A catch with the clean_xxx methods in Django forms

As I am getting more into Django stuff I also seem to step into rookie mistakes. Hereby some (beginner) notes.

As I am getting more into Django stuff I also seem to step into rookie mistakes. Hereby some (beginner) notes.

For validating of a particular field in Django a form class method can be defined, e.g.

from django import forms

class MyForm(forms.Form):
    first_field = forms.CharField() 
    second_field = forms.CharField()

def clean_first_field(self):
    first_field = self.cleaned_data['first_field']

Well, so far so good. But there is a catch which cost me another sleepless hour last night. When the method for field1 is called the ‘self.cleaned_data’ dictionary does not contain the ‘field2’ yet!!

Try the following:

def clean_field1(self):
    first_field = self.cleaned_data['first_field']
    second_field = self.cleaned_data['second_field'] # This will result in a KeyError exception!

Apparently Django will call the clean_xxx() methods in the same sequence as they are defined and will only supply the values UP TO AND INCLUDING the field being ‘cleaned’, but NOT the fields defined AFTER it. Watta…

This means if you want to check e.g. field1 and field2 between each other (yes, there are other ways of doing that as well, but when you’re only so far through the Django book you don’t know about them :)), then you have to check for the LAST field you want to check against to get values of this and PREVIOUSLY defined fields. So the code becomes:

def clean_first_field(self):
    first_field = self.cleaned_data['first_field'] # This is OK, field1 is defined before field2
    second_field = self.cleaned_data['second_field'] # As this is called for field2 you can get its value as well.

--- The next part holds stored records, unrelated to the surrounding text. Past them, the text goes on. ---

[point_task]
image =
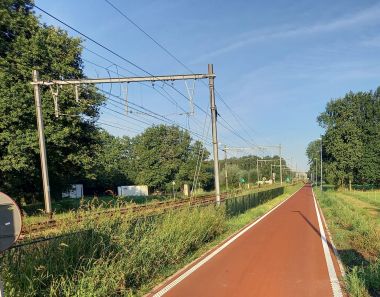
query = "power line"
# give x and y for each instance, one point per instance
(114, 53)
(178, 61)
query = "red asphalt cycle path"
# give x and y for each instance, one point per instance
(282, 255)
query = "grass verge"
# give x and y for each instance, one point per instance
(357, 238)
(120, 255)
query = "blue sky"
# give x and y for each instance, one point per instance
(277, 62)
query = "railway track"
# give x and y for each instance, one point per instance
(33, 230)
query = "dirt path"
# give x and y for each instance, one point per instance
(280, 255)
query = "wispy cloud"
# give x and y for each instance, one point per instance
(366, 16)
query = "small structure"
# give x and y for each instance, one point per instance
(141, 190)
(75, 191)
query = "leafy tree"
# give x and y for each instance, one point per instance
(25, 44)
(351, 146)
(163, 154)
(313, 152)
(114, 164)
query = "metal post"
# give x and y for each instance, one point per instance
(214, 132)
(257, 168)
(41, 138)
(225, 167)
(316, 171)
(280, 166)
(321, 163)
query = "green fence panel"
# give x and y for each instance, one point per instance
(240, 204)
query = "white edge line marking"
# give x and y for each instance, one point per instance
(337, 292)
(218, 250)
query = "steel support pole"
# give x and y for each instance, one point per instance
(321, 164)
(225, 167)
(214, 132)
(41, 138)
(257, 169)
(280, 165)
(316, 171)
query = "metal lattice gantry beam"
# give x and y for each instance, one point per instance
(37, 83)
(123, 79)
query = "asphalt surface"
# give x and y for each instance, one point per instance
(281, 255)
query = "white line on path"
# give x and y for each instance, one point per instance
(217, 251)
(337, 292)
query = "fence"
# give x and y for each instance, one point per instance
(238, 205)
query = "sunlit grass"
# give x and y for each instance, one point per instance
(120, 255)
(357, 237)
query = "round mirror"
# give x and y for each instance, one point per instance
(10, 222)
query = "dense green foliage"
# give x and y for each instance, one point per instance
(78, 151)
(27, 45)
(351, 143)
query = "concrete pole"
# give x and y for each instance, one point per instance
(321, 163)
(225, 167)
(280, 165)
(316, 171)
(257, 168)
(214, 132)
(41, 138)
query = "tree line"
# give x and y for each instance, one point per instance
(78, 150)
(351, 142)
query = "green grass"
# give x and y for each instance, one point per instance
(355, 228)
(67, 208)
(120, 255)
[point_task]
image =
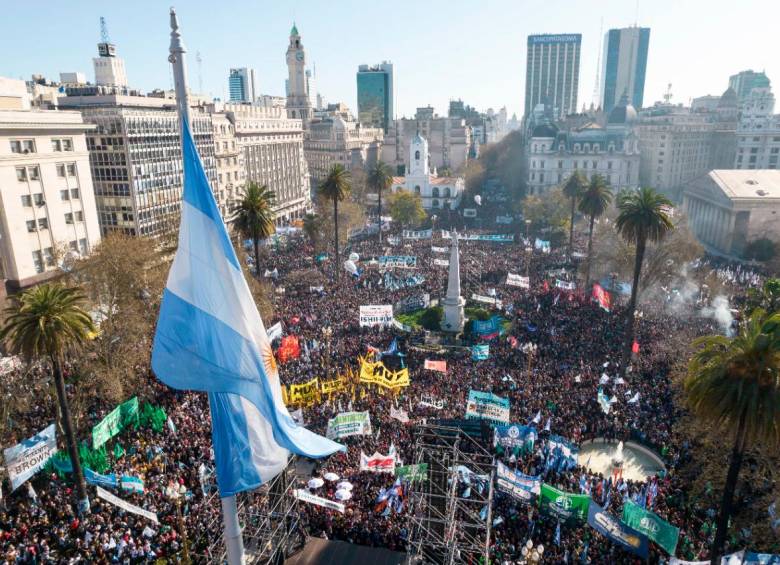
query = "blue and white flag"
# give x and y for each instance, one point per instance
(210, 338)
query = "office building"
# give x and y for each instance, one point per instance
(436, 192)
(375, 95)
(744, 82)
(241, 84)
(552, 72)
(47, 205)
(728, 209)
(624, 66)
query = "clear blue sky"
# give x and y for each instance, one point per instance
(442, 49)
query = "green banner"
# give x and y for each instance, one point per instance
(652, 525)
(565, 506)
(412, 473)
(115, 422)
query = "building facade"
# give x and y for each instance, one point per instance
(436, 192)
(47, 203)
(449, 140)
(727, 209)
(624, 66)
(272, 147)
(375, 95)
(552, 72)
(241, 85)
(554, 154)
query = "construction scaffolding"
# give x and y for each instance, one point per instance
(450, 513)
(269, 519)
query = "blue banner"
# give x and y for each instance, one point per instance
(616, 531)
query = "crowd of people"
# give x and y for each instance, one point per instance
(577, 342)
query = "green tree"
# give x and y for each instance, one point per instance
(380, 178)
(336, 188)
(594, 201)
(406, 208)
(253, 216)
(573, 189)
(643, 216)
(733, 384)
(49, 322)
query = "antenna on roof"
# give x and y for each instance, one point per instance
(104, 30)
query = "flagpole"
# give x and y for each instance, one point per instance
(234, 542)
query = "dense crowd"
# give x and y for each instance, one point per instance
(577, 343)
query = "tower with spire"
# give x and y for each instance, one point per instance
(453, 303)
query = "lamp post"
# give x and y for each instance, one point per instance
(175, 494)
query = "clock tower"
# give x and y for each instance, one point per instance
(298, 99)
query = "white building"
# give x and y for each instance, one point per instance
(47, 203)
(436, 192)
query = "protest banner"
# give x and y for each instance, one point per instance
(652, 525)
(617, 532)
(115, 422)
(487, 406)
(376, 315)
(480, 352)
(517, 280)
(347, 424)
(25, 459)
(515, 435)
(522, 487)
(306, 496)
(397, 261)
(126, 506)
(377, 463)
(564, 506)
(412, 473)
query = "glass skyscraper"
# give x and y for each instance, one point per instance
(375, 95)
(624, 66)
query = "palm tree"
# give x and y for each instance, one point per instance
(380, 177)
(336, 187)
(253, 216)
(643, 217)
(734, 384)
(48, 322)
(594, 201)
(573, 189)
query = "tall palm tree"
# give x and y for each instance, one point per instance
(380, 178)
(734, 384)
(336, 187)
(49, 322)
(573, 188)
(643, 217)
(253, 216)
(594, 201)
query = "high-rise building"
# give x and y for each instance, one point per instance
(552, 72)
(375, 95)
(744, 82)
(47, 205)
(624, 66)
(241, 84)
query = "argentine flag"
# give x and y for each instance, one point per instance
(210, 338)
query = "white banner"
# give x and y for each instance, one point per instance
(25, 459)
(517, 280)
(376, 315)
(126, 506)
(377, 463)
(306, 496)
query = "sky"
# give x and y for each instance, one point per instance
(441, 49)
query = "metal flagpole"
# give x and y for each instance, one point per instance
(233, 539)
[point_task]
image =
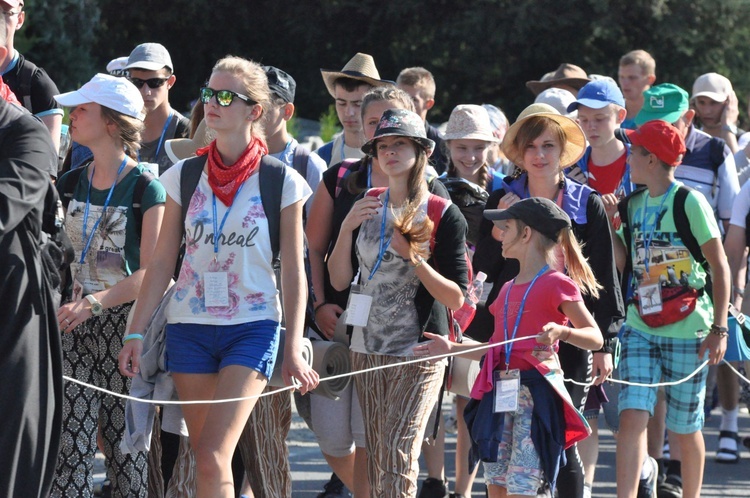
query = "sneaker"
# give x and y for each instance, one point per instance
(434, 488)
(670, 489)
(647, 485)
(334, 488)
(728, 451)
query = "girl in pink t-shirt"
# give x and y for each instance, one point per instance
(538, 303)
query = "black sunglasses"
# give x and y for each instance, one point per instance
(223, 97)
(151, 82)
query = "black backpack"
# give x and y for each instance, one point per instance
(271, 178)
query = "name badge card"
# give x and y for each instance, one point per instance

Of course you should have more error-checking logic, the examples above are simplified for illustrative reasons.

Note that if you use the higher-level clean() method it will be called when all values are filled in.

Working with unicode in Python (again)

This time I have stumbled (again) a unicode problem using some Python code which was supposed to be perfectly suitable for doing this since it even started with


#!/usr/bin/env python
# -*- coding: UTF-8 -*-

It was quite some time since the last post, but this does not mean I haven’t done anything interesting :). It is just that it was so much interesting that I didn’t have any time to write anything.

Anyway, this time I have stumbled (again) a unicode problem using some Python code which was supposed to be perfectly suitable for doing this since it even started with


#!/usr/bin/env python
# -*- coding: UTF-8 -*-

It went perfectly fine when running in Eclipse, but to my huge surprise I’ve got problems when running the unit tests from the command line in terminal. Whaaat? It just worked!

Well, declaring your source as UTF-8 is not enough of course. There are several things to check when getting the “UnicodeDecodeError: ‘ascii’ codec can’t decode byte … in position …: ordinal not in range(128)”-kind of errors. Googling around didn’t bring me much luck to my surprise, so there is are my findings for the next time :).

First of all make absolutely sure you haven’t forgotten the ‘u’ character before your strings containing the unicode strings. Yep, just like that you screw up the rest of the unicode support. Python (ok, I admit, I use 2.5.4) treats a ‘string’ as a regular string and not as a unicode. So write u’string’ instead!

Second, when doing things file operations don’t forget that you don’t get the unicode by default. Consider the following:


message = u'unicode message'
file_handle.write(message)

Well, guess what. You get a problem when writing the string away. It cannot be recognized. So the solution would be to do something like this


encoded_message = message.encode(u"utf-8")
file_handle.write(encoded_message)

But that’s only a half of the problem. At some point you will be reading this data back. And most probably you would like to get your beloved unicode thingy back. Just doing the following will hardly help:


file_handle = open(full_name, 'r')
line = file_handle.readline()

The following will save your day:


file_handle = open(full_name, 'r')
line = file_handle.readline().decode('utf-8')

Voila. I hope this saves some frustration to somebody, even if it will be me some month later :).

Enjoy!


Comments from Andy (thanks!):

Probably there is nothing new for you in what I am saying below, however, from my experience, it covers 99% unicode-related errors.

Unicode string is s sequence of code points in range 0 to 0x10ffff. Encoding is a way of serializing this sequence, so thay can be represented in memory, written to a file, sent over a socket etc.
Encoding unicode string is needed _at least_ because its ‘as is’ byte representation is not portable due to byte order issues.

It is _recommended_ that you work with unicode string internally provided the language/API supports unicode
It is _must_ that you encode the string to be consumed by another program.